Intellij Love for your (programming) Language – Part 1

(este artículo también lo puedes leer en español)

This is Part 1 of the Intellij Love for your (programming) Language series.

You’ve finally managed to write the compiler/engine for your shiny new language. Making sure every thing works (i.e. you respect your language semantics) will get you to the doorstep of your potential users. For them to open the doors of their programming home and let your language in you need another piece of the puzzle: an editor.

Well, at least into my programming home. I do like syntax highlighting and the other goodies that an IDE bring (refactoring, renaming, etc.). If you are like me, then read along.

There are different ways to get a functional editor: Eclipse (via XText or manually), Atom, Notepad++, etc. In this post I will present how I did it for the Jet Brains family of IDEs (IntelliJ, PyCharm, WebStorm, etc.). Why Jet Brains? I like them. I like their dark theme, I like their shortcuts and tools. They do their job pretty darn good, IMHO.

Prerequisites

Jet Brains provide an official tutorial for Custom Language Support. If you have never worked on a custom language for IntelliJ, I suggest that you head there and spent some time understanding the ideas and what is needed. On the remaining I will use names and classes presented there, so having some familiarity will help you understand. I will reference the relative tutorial section while I describe my approach, so feel free to jump back and forth if you need to.

What we will do

You can broadly categorise the editor functions into two types: look n’ feel and functional. In the former I place things like syntax highlighting and folding; the latter relates to refactoring, cross-references, etc. In this post I will only focus in the look n’ feel. This includes:

Language definition (tutorial – section 2)
Grammar and Parser (tutorial – section 3)
Lexer and Parser definition (tutorial – section 4)
Syntax Highlighter (tutorial – section 5)
Folding Builder (tutorial – section 12)

More than repeating what the tutorial explains, I will point out the small caveats and help you understand how all things are linked through the IntelliJ PSI and editors API.

I will be using the Epsilon languages as an example as my intention for doing this was to be able to edit Epsilon scripts from within IntelliJ (and friends). In this part I will talk about EOL; Part2 will talk about how support for the other languages was achieved.

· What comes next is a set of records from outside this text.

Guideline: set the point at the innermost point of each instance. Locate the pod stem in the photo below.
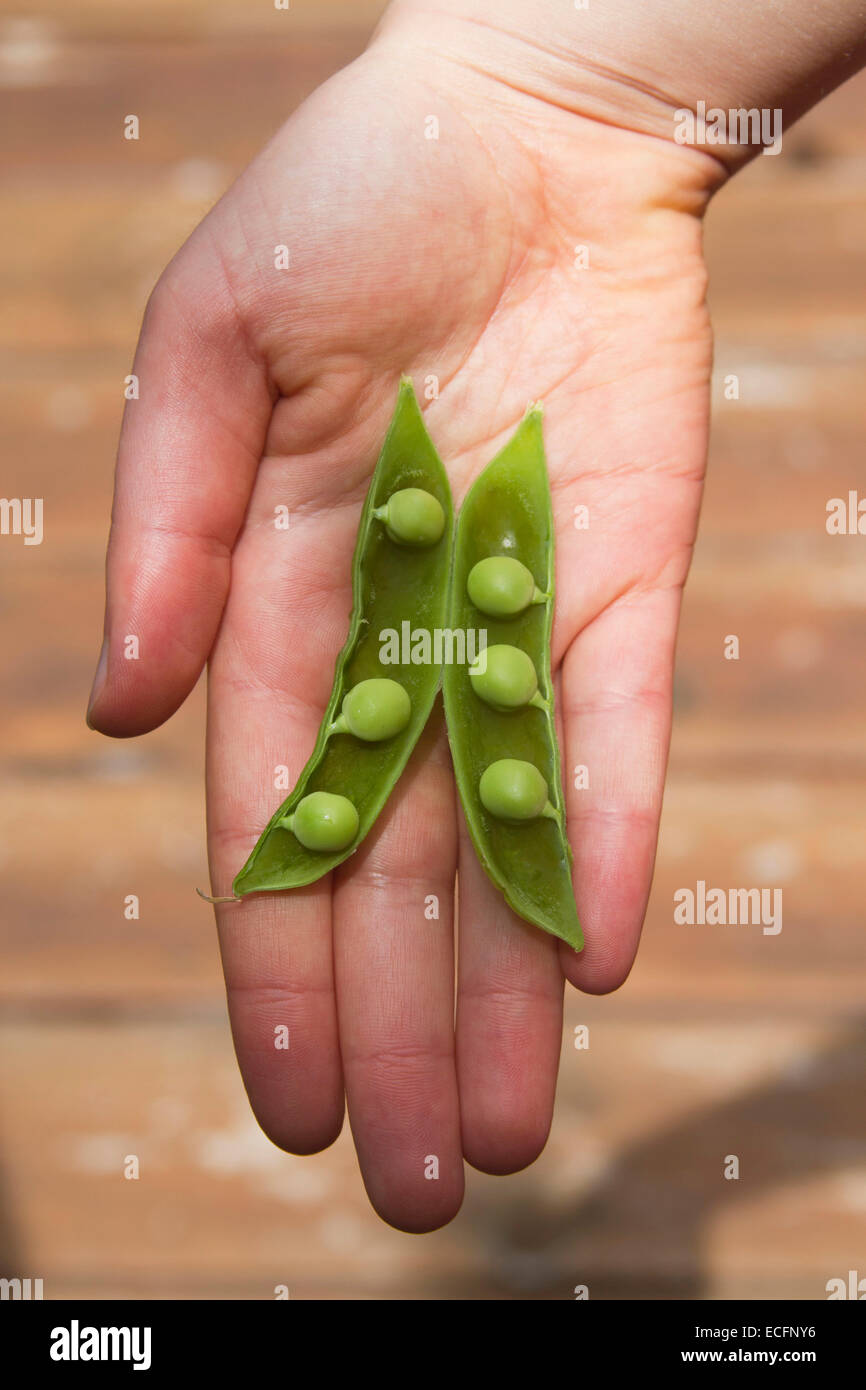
(232, 897)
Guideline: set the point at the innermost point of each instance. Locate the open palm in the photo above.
(414, 217)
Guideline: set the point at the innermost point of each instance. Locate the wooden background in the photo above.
(114, 1034)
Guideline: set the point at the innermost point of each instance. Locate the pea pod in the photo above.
(501, 720)
(377, 710)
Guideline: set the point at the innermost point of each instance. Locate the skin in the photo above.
(264, 388)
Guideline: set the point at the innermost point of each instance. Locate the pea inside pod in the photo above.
(377, 709)
(513, 790)
(502, 587)
(412, 516)
(323, 820)
(502, 738)
(505, 677)
(373, 710)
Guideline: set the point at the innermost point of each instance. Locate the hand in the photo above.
(264, 387)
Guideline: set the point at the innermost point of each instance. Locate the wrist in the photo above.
(642, 64)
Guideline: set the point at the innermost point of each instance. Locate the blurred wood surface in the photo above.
(724, 1040)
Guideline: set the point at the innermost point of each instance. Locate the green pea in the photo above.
(513, 790)
(412, 517)
(505, 677)
(389, 584)
(502, 587)
(374, 710)
(323, 820)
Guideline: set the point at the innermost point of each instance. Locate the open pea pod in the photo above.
(399, 583)
(501, 729)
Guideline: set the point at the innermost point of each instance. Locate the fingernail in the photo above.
(99, 680)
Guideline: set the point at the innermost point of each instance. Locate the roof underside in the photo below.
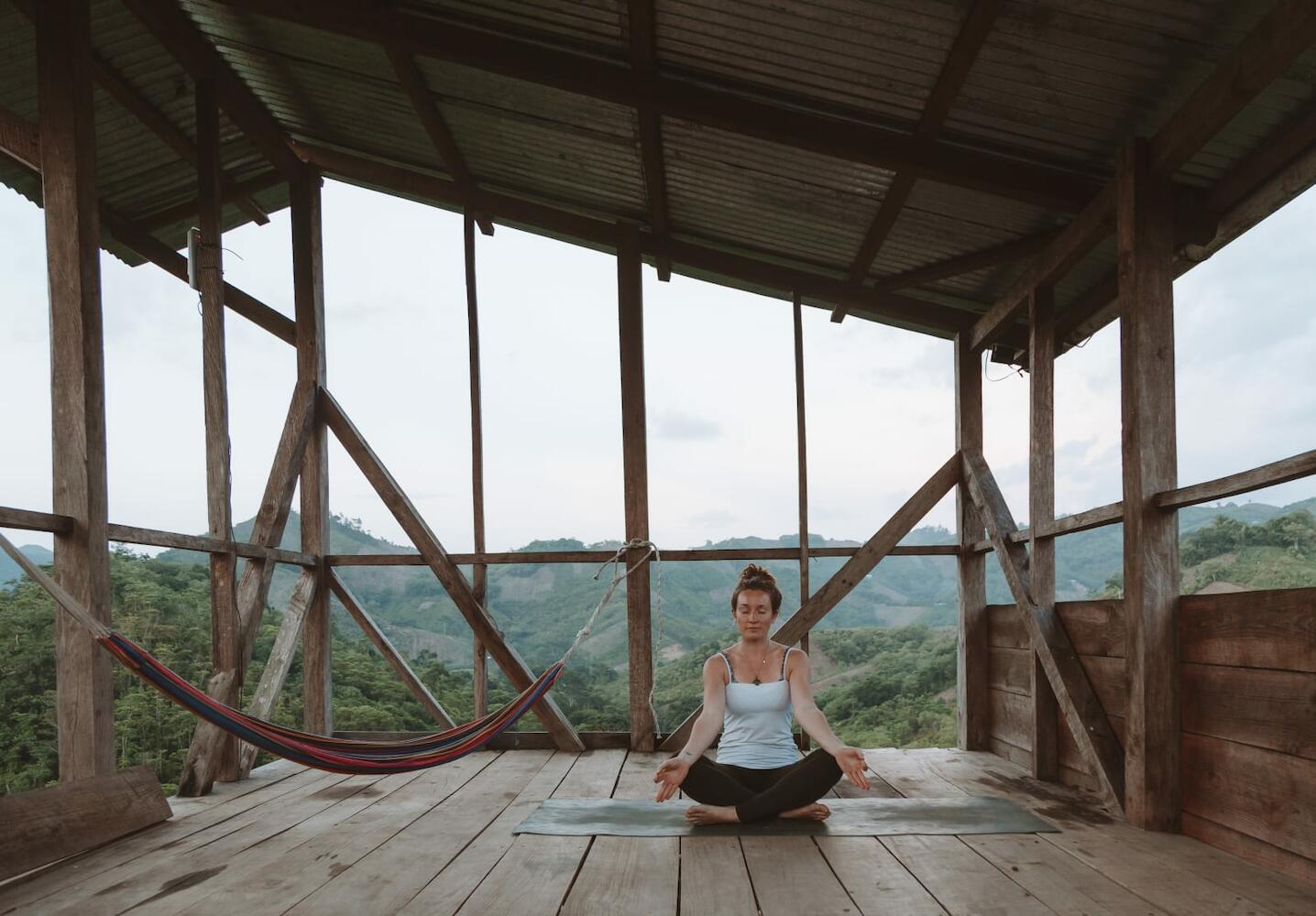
(1057, 86)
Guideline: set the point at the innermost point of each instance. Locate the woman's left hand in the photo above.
(853, 765)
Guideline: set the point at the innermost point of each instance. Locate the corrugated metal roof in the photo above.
(1064, 83)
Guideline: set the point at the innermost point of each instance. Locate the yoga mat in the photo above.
(850, 817)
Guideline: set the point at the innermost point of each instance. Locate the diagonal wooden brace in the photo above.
(458, 588)
(844, 581)
(1083, 713)
(389, 651)
(280, 660)
(254, 586)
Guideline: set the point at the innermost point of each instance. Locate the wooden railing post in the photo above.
(308, 296)
(972, 711)
(1041, 514)
(479, 572)
(1146, 231)
(84, 693)
(631, 329)
(225, 630)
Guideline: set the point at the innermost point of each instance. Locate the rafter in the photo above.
(202, 60)
(643, 53)
(440, 135)
(598, 78)
(20, 141)
(960, 60)
(1288, 30)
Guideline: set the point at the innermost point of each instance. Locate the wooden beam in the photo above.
(1232, 485)
(972, 711)
(518, 672)
(960, 60)
(802, 470)
(1149, 460)
(310, 307)
(479, 572)
(204, 752)
(84, 690)
(117, 87)
(634, 469)
(643, 51)
(35, 521)
(440, 135)
(50, 824)
(887, 308)
(1083, 713)
(225, 632)
(277, 668)
(595, 77)
(386, 648)
(181, 37)
(844, 581)
(1041, 514)
(157, 539)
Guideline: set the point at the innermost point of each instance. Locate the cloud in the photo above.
(676, 425)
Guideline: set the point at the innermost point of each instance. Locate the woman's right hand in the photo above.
(669, 777)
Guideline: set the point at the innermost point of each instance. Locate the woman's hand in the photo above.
(850, 759)
(670, 775)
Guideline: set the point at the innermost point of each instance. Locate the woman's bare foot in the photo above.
(711, 813)
(817, 811)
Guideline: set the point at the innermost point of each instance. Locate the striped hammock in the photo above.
(319, 750)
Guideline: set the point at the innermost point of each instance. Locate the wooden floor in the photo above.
(299, 841)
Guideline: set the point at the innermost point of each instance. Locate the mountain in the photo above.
(9, 570)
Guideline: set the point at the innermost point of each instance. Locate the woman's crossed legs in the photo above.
(757, 794)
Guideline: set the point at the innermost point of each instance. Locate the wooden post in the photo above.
(479, 572)
(631, 329)
(1146, 231)
(1041, 512)
(802, 463)
(225, 635)
(308, 295)
(84, 693)
(972, 713)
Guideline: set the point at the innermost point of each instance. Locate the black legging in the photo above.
(758, 794)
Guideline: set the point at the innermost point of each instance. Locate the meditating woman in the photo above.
(749, 693)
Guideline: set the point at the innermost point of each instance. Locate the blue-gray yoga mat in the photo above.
(850, 817)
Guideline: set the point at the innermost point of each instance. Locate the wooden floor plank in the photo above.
(537, 870)
(962, 880)
(385, 878)
(791, 877)
(1174, 873)
(275, 883)
(637, 876)
(69, 874)
(875, 879)
(1059, 880)
(232, 834)
(446, 892)
(714, 878)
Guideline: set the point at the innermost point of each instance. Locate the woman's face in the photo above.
(753, 614)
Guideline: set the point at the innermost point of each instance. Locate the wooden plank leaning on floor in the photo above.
(536, 873)
(117, 889)
(636, 876)
(296, 878)
(1173, 873)
(204, 817)
(49, 824)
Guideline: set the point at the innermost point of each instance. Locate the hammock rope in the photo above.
(325, 752)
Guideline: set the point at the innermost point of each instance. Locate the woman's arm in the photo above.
(673, 771)
(814, 723)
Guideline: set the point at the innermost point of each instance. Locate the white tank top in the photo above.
(757, 723)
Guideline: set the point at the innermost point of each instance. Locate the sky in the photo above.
(720, 386)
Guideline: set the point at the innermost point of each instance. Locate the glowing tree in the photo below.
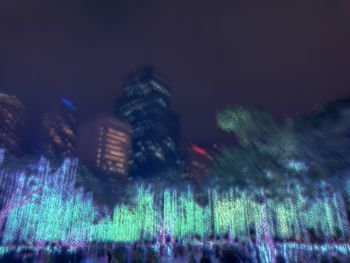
(25, 188)
(261, 167)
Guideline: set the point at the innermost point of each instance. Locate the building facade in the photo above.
(145, 105)
(12, 114)
(60, 131)
(105, 143)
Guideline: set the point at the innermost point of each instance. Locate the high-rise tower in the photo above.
(145, 104)
(11, 123)
(60, 128)
(104, 143)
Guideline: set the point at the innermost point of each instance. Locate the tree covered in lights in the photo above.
(324, 141)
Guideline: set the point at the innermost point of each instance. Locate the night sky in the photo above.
(287, 56)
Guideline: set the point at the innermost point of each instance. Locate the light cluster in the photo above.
(46, 206)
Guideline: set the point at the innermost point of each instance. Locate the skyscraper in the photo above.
(145, 104)
(11, 123)
(105, 143)
(60, 130)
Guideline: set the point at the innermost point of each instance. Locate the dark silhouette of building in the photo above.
(145, 104)
(105, 143)
(12, 127)
(60, 131)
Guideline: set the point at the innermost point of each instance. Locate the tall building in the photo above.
(60, 130)
(145, 104)
(105, 143)
(11, 123)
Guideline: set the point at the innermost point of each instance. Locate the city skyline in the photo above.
(239, 53)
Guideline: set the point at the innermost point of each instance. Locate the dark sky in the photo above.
(287, 56)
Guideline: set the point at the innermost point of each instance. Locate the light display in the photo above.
(45, 205)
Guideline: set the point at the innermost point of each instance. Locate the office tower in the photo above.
(105, 143)
(145, 104)
(11, 123)
(60, 130)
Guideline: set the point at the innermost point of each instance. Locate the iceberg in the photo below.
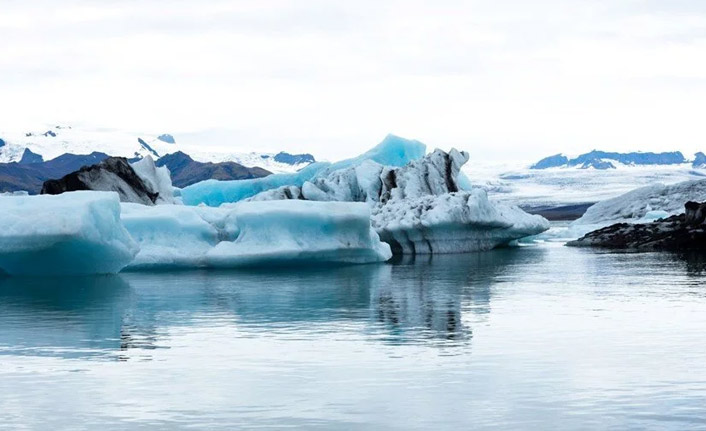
(392, 151)
(290, 232)
(452, 223)
(253, 233)
(174, 236)
(77, 233)
(421, 208)
(214, 193)
(157, 179)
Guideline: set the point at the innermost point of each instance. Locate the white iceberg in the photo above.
(75, 233)
(253, 233)
(452, 223)
(289, 232)
(421, 207)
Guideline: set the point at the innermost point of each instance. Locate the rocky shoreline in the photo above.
(686, 231)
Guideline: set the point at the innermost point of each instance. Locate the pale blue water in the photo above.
(532, 338)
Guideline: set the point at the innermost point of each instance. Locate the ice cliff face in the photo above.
(392, 151)
(88, 232)
(78, 233)
(419, 208)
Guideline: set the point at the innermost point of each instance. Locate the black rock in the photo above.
(676, 233)
(30, 157)
(147, 147)
(30, 177)
(112, 174)
(186, 171)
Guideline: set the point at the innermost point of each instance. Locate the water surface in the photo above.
(542, 337)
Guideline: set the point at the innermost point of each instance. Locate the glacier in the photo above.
(392, 151)
(642, 205)
(76, 233)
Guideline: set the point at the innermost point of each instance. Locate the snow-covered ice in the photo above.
(289, 232)
(421, 208)
(157, 179)
(75, 233)
(392, 151)
(515, 183)
(214, 192)
(452, 223)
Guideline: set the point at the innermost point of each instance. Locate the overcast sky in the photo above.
(512, 79)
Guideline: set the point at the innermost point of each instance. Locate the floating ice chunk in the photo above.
(288, 232)
(653, 216)
(392, 151)
(420, 207)
(452, 223)
(75, 233)
(253, 233)
(214, 192)
(156, 179)
(175, 236)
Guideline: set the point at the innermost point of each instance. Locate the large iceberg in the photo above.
(421, 208)
(74, 233)
(392, 151)
(253, 233)
(288, 232)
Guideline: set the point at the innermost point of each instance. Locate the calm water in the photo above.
(531, 338)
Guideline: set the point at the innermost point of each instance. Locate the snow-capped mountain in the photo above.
(563, 184)
(50, 142)
(608, 160)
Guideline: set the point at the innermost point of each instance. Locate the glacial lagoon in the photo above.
(541, 337)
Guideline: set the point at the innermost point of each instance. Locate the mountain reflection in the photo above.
(428, 299)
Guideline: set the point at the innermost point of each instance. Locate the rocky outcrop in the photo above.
(112, 174)
(186, 171)
(676, 233)
(31, 176)
(28, 157)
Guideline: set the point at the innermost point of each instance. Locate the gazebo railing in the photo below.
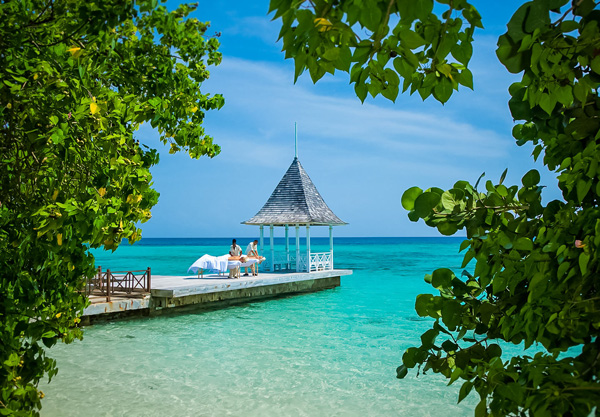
(321, 261)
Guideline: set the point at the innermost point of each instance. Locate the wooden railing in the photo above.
(119, 283)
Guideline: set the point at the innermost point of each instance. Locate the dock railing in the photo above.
(119, 283)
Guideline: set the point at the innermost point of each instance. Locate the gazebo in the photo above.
(296, 202)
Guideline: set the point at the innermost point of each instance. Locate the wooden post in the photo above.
(108, 282)
(272, 248)
(297, 248)
(287, 247)
(262, 241)
(331, 246)
(308, 248)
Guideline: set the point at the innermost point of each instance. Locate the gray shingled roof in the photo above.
(295, 201)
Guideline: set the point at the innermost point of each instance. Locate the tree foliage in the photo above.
(536, 265)
(77, 80)
(384, 45)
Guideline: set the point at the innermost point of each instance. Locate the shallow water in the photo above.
(332, 353)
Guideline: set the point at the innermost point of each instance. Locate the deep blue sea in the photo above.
(331, 353)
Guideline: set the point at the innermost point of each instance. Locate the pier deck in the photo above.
(173, 293)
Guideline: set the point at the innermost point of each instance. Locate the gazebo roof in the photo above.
(295, 200)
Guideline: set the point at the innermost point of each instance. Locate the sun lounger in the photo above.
(220, 264)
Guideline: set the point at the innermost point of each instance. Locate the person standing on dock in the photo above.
(235, 249)
(252, 252)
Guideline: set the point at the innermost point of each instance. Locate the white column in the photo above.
(331, 244)
(287, 247)
(262, 242)
(272, 248)
(297, 248)
(308, 247)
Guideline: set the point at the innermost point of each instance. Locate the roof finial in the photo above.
(295, 140)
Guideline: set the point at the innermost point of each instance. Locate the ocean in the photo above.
(331, 353)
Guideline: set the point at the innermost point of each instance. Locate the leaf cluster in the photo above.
(77, 80)
(531, 276)
(386, 46)
(535, 266)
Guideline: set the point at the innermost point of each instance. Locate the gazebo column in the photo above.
(287, 247)
(307, 248)
(297, 248)
(331, 246)
(272, 248)
(262, 240)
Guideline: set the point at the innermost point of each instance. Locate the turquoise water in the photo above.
(331, 353)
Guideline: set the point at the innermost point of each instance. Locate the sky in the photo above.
(361, 157)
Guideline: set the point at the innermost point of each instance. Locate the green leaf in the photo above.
(411, 39)
(443, 90)
(584, 259)
(465, 389)
(441, 278)
(595, 65)
(531, 179)
(493, 350)
(583, 188)
(447, 228)
(423, 304)
(13, 360)
(409, 197)
(401, 371)
(523, 243)
(428, 338)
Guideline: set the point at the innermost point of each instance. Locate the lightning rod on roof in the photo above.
(295, 140)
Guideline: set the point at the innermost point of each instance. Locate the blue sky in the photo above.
(361, 157)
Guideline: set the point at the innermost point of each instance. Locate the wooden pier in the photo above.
(180, 293)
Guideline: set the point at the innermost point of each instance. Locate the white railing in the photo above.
(321, 261)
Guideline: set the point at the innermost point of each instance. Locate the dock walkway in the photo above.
(174, 293)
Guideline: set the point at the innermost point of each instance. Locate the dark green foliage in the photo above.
(535, 277)
(76, 80)
(406, 44)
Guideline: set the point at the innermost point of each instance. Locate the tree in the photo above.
(77, 80)
(536, 265)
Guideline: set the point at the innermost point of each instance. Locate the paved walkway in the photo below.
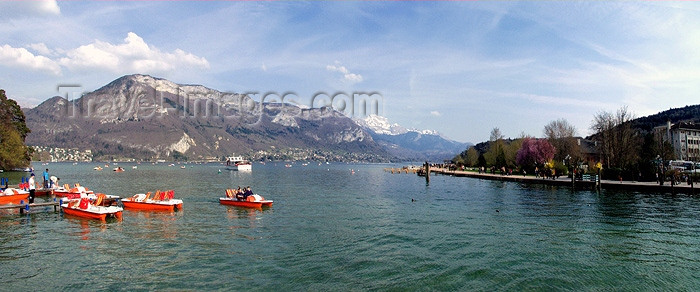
(565, 181)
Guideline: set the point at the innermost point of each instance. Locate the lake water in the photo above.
(330, 229)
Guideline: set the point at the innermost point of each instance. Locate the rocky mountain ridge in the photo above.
(149, 118)
(410, 144)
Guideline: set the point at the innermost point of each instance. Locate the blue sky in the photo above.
(461, 68)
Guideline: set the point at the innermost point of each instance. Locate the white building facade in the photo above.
(684, 137)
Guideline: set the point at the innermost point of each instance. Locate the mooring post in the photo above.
(427, 173)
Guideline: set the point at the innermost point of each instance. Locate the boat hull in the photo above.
(87, 213)
(242, 167)
(153, 206)
(14, 199)
(247, 204)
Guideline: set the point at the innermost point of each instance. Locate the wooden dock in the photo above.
(564, 181)
(401, 170)
(27, 207)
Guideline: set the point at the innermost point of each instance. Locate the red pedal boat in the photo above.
(13, 196)
(72, 193)
(162, 201)
(83, 208)
(254, 201)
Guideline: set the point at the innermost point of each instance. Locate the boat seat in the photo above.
(139, 197)
(148, 196)
(100, 199)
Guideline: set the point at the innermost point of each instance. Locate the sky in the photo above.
(461, 68)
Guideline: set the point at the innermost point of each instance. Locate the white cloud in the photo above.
(22, 58)
(41, 48)
(19, 9)
(347, 76)
(134, 55)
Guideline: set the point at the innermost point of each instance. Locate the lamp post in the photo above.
(659, 169)
(568, 164)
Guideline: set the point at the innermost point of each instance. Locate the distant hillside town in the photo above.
(53, 154)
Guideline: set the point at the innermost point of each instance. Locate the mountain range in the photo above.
(410, 144)
(148, 118)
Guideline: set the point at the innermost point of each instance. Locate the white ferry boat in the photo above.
(238, 163)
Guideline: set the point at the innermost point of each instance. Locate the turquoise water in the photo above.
(330, 229)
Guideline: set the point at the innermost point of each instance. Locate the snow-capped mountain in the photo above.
(410, 144)
(381, 125)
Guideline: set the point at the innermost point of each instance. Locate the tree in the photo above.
(534, 152)
(561, 135)
(12, 149)
(618, 142)
(13, 131)
(496, 135)
(472, 158)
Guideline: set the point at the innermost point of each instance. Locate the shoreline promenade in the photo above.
(579, 184)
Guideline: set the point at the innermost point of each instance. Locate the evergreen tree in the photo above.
(13, 130)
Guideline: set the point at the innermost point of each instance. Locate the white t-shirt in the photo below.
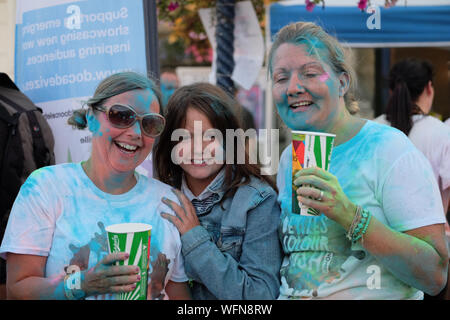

The editor code (and other stuff) is hosted in the Kinori Tech repository if you are curious or want to look at the complete code while reading.

Language definition

There is really not much to this part. The only thing that I would add is that if you are providing a group of languages then the “Icons” class (section 2.2) could be for all languages, as opposed as one per language. Also, take some time to create the language icons. I find it really helpful to look at my project tree and quickly see what each file is. Relevant information about icons in Jet Brains is found in these two pages:

https://plugins.jetbrains.com/docs/intellij/work-with-icons-and-images.html
https://jetbrains.design/intellij/principles/icons/

Grammar and Parser

My only note is a small change in the Token Type (section 3.1):

public class EolTokenType extends IElementType {

   public EolTokenType(@NotNull @NonNls String debugName) {
      super(debugName, EolLanguage.INSTANCE);
   }

   @Override
   public String toString() {
      return super.toString(); // vs return "SimpleTokenType." + super.toString();
   }
}

I found that using “<name>TokenType” as a prefix caused issues when creating error messaged to the user, i.e. the prefix does not add any useful information for the user when showing messages like “exptected COMMA found LEFT_BRACKET”.

The Grammar

How to write a grammar (and later the lexer) requires a separate post. However, if you ave already written a compiler/engine you probably already have a grammar somewhere. Translating your grammar to IntelliJ’s BNF takes time, but is relatively straight forward.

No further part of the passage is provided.